Per gli apostoli è l’esperienza della bontà che è bellezza: difatti esclamano: “È bello!”, una bellezza che è lo spazio della relazione di Dio in se stesso. Sono tirati dentro questo spazio e vorrebbero catturarlo per metterlo in tende, perché non avevano ancora compreso che “la tenda più grande e più perfetta” (Eb.9,11) è Gesù stesso nel suo corpo umano, che sulla croce diventerà il passaggio perché gli uomini possano entrare nella bellezza di Dio. Di loro, dopo che ebbero compreso, Agostino dirà:
“Questi amano Cristo in apparenza deforme e incomparabilmente bello.
Tale apparve sulla croce, tale si mostrò coronato di spine, deforme e senza bellezza, come per aver perduto la potenza, quasi non Figlio di Dio.
Quale sarebbe l’attrattiva per cui sarebbe amato, se non fosse bello?
È il più bello tra i figli degli uomini”
(Discorso 138,6)
Il Cristo che resta, solo, con loro, il Cristo che noi incontriamo nella celebrazione dell’Eucarestia, è vivo nel suo corpo dato, nel suo sangue versato. È la presenza sua tra noi che ci conferma nella sua strada e ci conforta nella fatica. Ci mostra la sua bellezza divina nella sua umanità disfatta per amore.

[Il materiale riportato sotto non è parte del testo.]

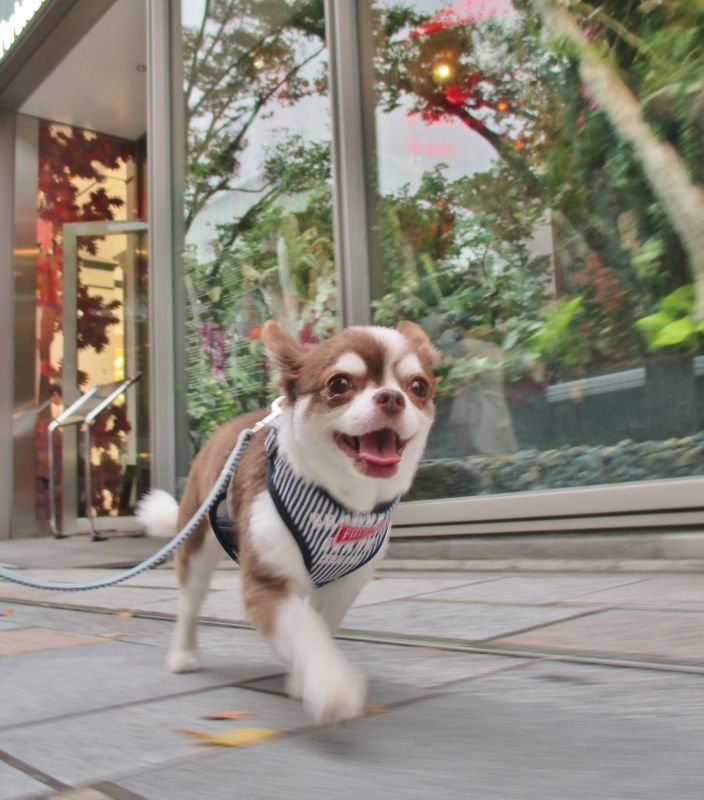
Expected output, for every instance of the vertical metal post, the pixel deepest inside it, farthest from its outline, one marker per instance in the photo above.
(350, 197)
(69, 443)
(161, 255)
(7, 200)
(87, 479)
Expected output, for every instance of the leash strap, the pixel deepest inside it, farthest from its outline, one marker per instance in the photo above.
(161, 555)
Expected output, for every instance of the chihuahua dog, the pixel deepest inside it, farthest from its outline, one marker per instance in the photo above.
(311, 500)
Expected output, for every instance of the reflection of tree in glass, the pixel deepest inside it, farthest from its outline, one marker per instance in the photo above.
(621, 241)
(70, 159)
(562, 156)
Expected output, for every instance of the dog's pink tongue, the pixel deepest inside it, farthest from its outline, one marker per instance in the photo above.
(379, 447)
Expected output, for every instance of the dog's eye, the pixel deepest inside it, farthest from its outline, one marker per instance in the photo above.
(339, 384)
(419, 387)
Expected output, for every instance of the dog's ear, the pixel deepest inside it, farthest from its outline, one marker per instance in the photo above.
(415, 334)
(284, 353)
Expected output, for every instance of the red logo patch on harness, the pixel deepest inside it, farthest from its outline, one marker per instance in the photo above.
(353, 533)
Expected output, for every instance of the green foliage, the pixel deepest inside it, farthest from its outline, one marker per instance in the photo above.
(673, 324)
(558, 339)
(280, 265)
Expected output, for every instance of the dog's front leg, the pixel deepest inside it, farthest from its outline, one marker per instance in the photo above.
(327, 684)
(319, 674)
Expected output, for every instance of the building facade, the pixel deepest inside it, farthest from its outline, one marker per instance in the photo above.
(172, 174)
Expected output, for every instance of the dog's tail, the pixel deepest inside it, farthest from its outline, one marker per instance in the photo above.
(158, 512)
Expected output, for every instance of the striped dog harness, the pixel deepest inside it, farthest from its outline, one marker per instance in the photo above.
(334, 541)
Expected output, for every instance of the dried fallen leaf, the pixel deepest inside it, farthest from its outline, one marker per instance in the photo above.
(236, 737)
(228, 715)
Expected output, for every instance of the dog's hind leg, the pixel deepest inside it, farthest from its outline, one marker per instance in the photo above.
(195, 562)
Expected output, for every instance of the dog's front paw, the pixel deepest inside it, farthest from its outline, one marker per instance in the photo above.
(293, 686)
(335, 695)
(182, 661)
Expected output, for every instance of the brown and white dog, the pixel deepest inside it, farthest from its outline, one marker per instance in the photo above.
(357, 413)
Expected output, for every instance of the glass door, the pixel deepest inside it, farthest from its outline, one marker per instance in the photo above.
(523, 222)
(105, 342)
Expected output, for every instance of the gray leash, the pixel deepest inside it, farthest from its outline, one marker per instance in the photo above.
(224, 477)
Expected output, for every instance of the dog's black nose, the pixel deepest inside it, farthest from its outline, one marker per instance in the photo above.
(390, 401)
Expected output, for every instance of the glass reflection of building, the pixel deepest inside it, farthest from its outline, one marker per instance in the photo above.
(327, 164)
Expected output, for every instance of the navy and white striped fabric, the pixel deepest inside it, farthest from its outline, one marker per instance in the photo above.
(333, 540)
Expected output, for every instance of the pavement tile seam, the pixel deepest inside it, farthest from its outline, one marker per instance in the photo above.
(486, 647)
(207, 751)
(134, 703)
(32, 771)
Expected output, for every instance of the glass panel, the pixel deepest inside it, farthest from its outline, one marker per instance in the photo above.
(541, 213)
(83, 177)
(112, 346)
(258, 211)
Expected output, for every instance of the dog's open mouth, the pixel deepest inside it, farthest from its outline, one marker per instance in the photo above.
(378, 452)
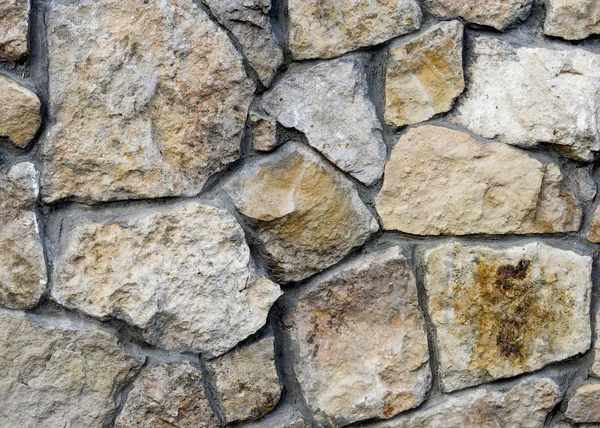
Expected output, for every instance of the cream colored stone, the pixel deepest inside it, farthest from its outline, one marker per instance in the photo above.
(425, 75)
(139, 114)
(304, 213)
(184, 276)
(500, 313)
(444, 182)
(360, 341)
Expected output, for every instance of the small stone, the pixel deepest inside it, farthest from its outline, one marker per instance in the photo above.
(22, 267)
(329, 103)
(184, 276)
(306, 214)
(246, 381)
(500, 313)
(425, 75)
(498, 14)
(361, 344)
(168, 395)
(55, 376)
(19, 111)
(444, 182)
(528, 96)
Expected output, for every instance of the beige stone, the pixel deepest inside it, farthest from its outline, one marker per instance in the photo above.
(500, 313)
(304, 213)
(360, 341)
(444, 182)
(139, 114)
(425, 75)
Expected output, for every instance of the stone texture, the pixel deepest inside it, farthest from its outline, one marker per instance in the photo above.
(425, 75)
(572, 19)
(22, 266)
(444, 182)
(168, 395)
(498, 14)
(19, 111)
(249, 22)
(184, 276)
(139, 114)
(246, 381)
(499, 313)
(329, 103)
(361, 343)
(54, 376)
(304, 213)
(526, 96)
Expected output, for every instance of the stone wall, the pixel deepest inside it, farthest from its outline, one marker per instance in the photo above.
(301, 213)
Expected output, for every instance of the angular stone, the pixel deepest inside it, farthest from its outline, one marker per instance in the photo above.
(22, 267)
(425, 75)
(329, 103)
(139, 114)
(330, 28)
(168, 395)
(499, 313)
(527, 96)
(19, 112)
(304, 213)
(54, 376)
(444, 182)
(361, 343)
(249, 22)
(184, 276)
(246, 381)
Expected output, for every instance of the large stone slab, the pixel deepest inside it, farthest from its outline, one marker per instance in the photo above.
(304, 213)
(330, 104)
(139, 114)
(527, 96)
(55, 376)
(184, 276)
(360, 342)
(500, 313)
(444, 182)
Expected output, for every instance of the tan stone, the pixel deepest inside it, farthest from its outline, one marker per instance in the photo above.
(360, 341)
(444, 182)
(425, 75)
(500, 313)
(139, 114)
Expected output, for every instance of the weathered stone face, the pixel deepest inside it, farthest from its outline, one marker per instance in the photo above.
(444, 182)
(183, 276)
(361, 344)
(168, 395)
(425, 75)
(329, 28)
(305, 214)
(527, 96)
(55, 376)
(139, 114)
(499, 313)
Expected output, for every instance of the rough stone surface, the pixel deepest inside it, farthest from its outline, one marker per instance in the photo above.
(246, 381)
(22, 267)
(444, 182)
(425, 75)
(499, 313)
(526, 96)
(139, 114)
(168, 395)
(329, 103)
(19, 111)
(361, 343)
(184, 276)
(305, 214)
(53, 376)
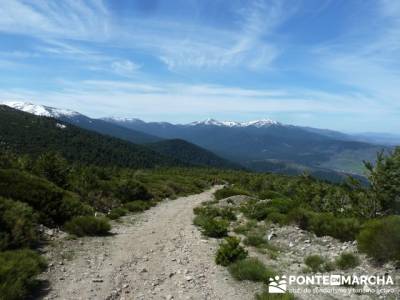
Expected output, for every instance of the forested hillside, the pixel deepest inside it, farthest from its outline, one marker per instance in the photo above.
(29, 134)
(191, 154)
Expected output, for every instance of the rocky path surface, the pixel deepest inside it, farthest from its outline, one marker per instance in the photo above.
(155, 255)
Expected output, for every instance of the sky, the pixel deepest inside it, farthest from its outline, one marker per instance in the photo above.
(321, 63)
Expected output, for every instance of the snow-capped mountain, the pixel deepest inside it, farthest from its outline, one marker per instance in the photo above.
(256, 123)
(40, 110)
(80, 120)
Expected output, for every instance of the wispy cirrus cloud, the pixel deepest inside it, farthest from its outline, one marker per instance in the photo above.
(368, 61)
(177, 45)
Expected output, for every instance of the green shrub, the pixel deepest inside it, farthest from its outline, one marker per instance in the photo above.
(53, 204)
(250, 269)
(117, 212)
(138, 205)
(282, 205)
(347, 261)
(18, 223)
(212, 227)
(267, 194)
(215, 228)
(88, 225)
(315, 263)
(212, 212)
(257, 210)
(130, 190)
(18, 271)
(53, 167)
(229, 192)
(322, 224)
(230, 251)
(380, 239)
(278, 218)
(243, 228)
(255, 239)
(268, 296)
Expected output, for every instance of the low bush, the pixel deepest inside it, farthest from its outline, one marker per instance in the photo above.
(18, 223)
(212, 212)
(130, 190)
(380, 239)
(53, 204)
(244, 228)
(268, 194)
(215, 228)
(212, 227)
(344, 229)
(18, 271)
(347, 261)
(230, 251)
(315, 263)
(250, 269)
(88, 225)
(255, 239)
(138, 205)
(278, 218)
(268, 296)
(229, 192)
(117, 212)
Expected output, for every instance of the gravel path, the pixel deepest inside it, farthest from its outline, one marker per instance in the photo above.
(159, 254)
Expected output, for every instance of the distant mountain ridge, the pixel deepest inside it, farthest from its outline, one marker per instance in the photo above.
(261, 145)
(175, 150)
(26, 133)
(254, 142)
(85, 122)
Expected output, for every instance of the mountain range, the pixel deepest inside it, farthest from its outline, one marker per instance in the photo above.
(261, 145)
(29, 133)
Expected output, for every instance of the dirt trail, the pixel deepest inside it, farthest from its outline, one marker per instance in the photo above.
(155, 255)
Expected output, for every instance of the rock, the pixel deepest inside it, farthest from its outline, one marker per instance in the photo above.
(234, 200)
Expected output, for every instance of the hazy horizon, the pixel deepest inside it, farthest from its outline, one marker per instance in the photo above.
(324, 64)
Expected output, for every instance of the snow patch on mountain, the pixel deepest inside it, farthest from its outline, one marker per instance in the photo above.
(256, 123)
(40, 110)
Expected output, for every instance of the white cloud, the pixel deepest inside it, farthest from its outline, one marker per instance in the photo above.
(124, 67)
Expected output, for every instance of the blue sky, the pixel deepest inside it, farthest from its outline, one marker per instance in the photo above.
(331, 64)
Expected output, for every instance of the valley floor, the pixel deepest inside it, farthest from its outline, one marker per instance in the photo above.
(159, 254)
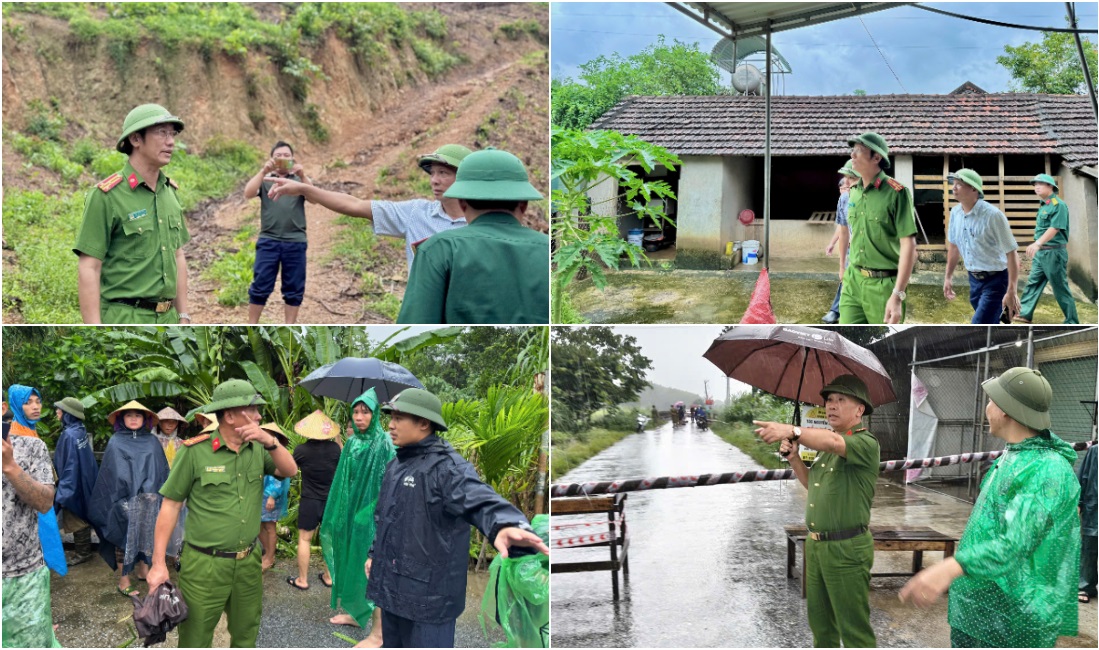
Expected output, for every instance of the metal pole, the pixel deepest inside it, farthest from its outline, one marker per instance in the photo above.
(1084, 61)
(766, 161)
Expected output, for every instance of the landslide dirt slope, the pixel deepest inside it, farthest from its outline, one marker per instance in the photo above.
(379, 121)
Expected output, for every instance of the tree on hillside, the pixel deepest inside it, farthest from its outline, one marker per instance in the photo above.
(679, 68)
(594, 368)
(1052, 66)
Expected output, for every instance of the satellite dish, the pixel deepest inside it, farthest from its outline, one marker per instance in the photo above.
(747, 79)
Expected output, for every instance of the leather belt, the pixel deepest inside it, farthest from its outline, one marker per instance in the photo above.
(837, 535)
(877, 272)
(986, 274)
(228, 554)
(157, 306)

Benedetto XVI, nella “Esortazione sull’Eucarestia” del 2007, ha scritto che “la vera bellezza è l’amore di Dio che si è definitivamente rivelato a noi nella morte e resurrezione di Gesù”. Così lo splendore del bianco delle sue vesti nella trasfigurazione è lo stesso di quelle degli angeli al mattino di Pasqua presso il sepolcro vuoto. Marco con il superlativo e il raffronto con il lavandaio, vuole indicare il “più” divino, l’oltre la possibilità umana, da cui nasce la bellezza dell’uomo rinnovato , quella bellezza che costringe a dire: “È bello!”. È una bellezza che supera il bello inteso in senso soltanto estetico, che oltrepassa il bello solo sensibilmente gradevole e amabile, che nasce dal perdere per amore la propria espressione originaria e si svuota di sé lasciandosi trasformare per amore in quella che noi chiamiamo bruttezza, non amabilità. È un modo più alto, più profondo e completo di considerare l’estetica.
Questa è la bellezza del Crocefisso, che incarna in sé l’espressione del salmo messianico: “Il più bello tra i figli dell’uomo”.
È la bellezza del Risorto che i discepoli di Emmaus sperimenteranno “nello spezzare il pane” e che l’Eucarestia ci permette di riconoscere e, se assimilata, fatta carne nelle nostre persone, ci da la possibilità di condividere.
Domandiamo il dono di grazia di entrare in modo più pieno nella obbedienza di Gesù.